2017: Page 29

After some mid-January spring-like weather, winter has returned with snow in the forecast for the next several days.  The alarm was set for early this morning to head into work to finish the cleaning for the day and take care of any potential snowfall.  While there had been some light snow flurries overnight, the snow did not accumulate so my morning work was all inside.  As I cleaned the building to get ready for Sunday services, I prayed for each aspect of the morning gatherings and for those who would respond to God’s call to gather together.  

After the building was cleaned and the trash taken out, it was time for the morning Bible School class where we are studying the book of Colossians.  While not a lengthy letter, Paul packs a lot of content into it as he expresses his thankfulness for them and warns them of attitudes and practices that would get in the way of living a life of faithfulness to God.  As the foundation for all of their belief and action, Paul weaves throughout the letter many clear reminders of both the supremacy and deity of Jesus.  If our desire is to fully follow Christ, it is imperative that we know Him as our complete authority — and as God.  

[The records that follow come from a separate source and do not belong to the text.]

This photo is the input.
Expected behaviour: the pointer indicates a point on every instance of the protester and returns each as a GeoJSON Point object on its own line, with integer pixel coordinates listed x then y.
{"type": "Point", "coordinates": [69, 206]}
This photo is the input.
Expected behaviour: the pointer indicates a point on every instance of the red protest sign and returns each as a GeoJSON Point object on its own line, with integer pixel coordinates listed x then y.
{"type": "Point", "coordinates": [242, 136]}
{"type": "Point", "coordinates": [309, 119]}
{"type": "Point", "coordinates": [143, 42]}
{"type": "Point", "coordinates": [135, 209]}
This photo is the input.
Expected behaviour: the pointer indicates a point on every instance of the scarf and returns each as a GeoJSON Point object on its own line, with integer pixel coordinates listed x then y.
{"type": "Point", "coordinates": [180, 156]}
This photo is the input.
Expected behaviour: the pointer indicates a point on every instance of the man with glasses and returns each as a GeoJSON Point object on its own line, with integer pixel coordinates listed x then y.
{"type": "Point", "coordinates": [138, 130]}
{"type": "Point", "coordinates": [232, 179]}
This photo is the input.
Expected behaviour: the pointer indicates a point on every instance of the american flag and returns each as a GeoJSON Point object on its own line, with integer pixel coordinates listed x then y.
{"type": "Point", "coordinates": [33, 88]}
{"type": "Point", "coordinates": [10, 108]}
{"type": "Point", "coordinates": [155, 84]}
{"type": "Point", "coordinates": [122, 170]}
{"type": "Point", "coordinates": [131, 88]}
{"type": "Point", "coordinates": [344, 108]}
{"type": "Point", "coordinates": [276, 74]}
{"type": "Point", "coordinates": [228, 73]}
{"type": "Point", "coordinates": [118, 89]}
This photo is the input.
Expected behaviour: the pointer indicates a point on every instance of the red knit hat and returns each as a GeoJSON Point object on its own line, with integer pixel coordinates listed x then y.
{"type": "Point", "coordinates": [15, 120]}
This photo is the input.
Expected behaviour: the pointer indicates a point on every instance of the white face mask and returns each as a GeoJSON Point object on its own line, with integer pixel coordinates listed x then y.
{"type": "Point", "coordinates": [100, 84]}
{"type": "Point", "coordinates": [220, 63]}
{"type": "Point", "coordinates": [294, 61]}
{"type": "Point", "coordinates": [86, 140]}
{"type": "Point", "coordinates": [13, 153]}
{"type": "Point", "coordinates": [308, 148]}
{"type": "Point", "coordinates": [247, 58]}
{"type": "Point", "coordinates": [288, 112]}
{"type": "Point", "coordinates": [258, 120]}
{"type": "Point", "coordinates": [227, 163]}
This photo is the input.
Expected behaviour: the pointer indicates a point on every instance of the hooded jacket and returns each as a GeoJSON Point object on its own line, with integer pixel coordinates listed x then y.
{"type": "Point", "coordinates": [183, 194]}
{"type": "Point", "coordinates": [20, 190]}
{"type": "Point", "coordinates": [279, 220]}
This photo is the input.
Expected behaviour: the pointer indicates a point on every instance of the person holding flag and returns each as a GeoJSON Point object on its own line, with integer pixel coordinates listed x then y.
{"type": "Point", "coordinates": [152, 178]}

After the Bible class, I stopped by my office and a deer was standing at the window.  I had not brought a camera with me, so I pulled out my cell phone and shot a quick photo before he decided to move on.  It wasn’t long before two more walked past my office but they didn’t stay around long as it appeared they noticed the activity in the other rooms along that side of the building.

After the Bible study hour, we had a great worship gathering as we sang praises to God, shared in communion, and received a message from God’s Word.  CJ Powell brought the message this morning from Luke 5 as we looked at the call of the first disciples to become “fishers of men”.  While it appears that Simon, James, and John were fishermen by trade, I always find it fascinating that they never seem to have much luck catching fish until Jesus shows up and gives them instructions on how and where to fish.  So, I’m not sure if those Galilean fishermen would have been considered average or advanced, but either way Jesus made them able to not only catch fish, but to catch people for His kingdom.  I suppose that when it comes to making disciples, most of us would consider ourselves average at best but a few may think of themselves as advanced.  The good news is that God can, and desires to, make us able to be “fishers of men”.  While disciple-making does require our involvement, the transformation of those being discipled is the work of God’s Spirit through us and in them.  Average or advanced, we are able because we have a God who is able.

As I reflect on the day, here are some thoughts/lessons that stand out to me:

  • Anger is contagious but prayer has a way of dissolving the anger of others that has crept into your life.
  • Peace can have a contagious element to it as well, but it seems it takes more effort on our part as a peacemaker before it spreads to others.
  • The encouragement and warnings that Paul wrote to the Colossians were not just for them — they are for us as well.
  • Instead of “yelling” at each other about our political and social positions, God wants us to pray for and love one another.
  • Our view of how average or advanced we are doesn’t make that much difference when we look to God to make us able to do what He has called us to do.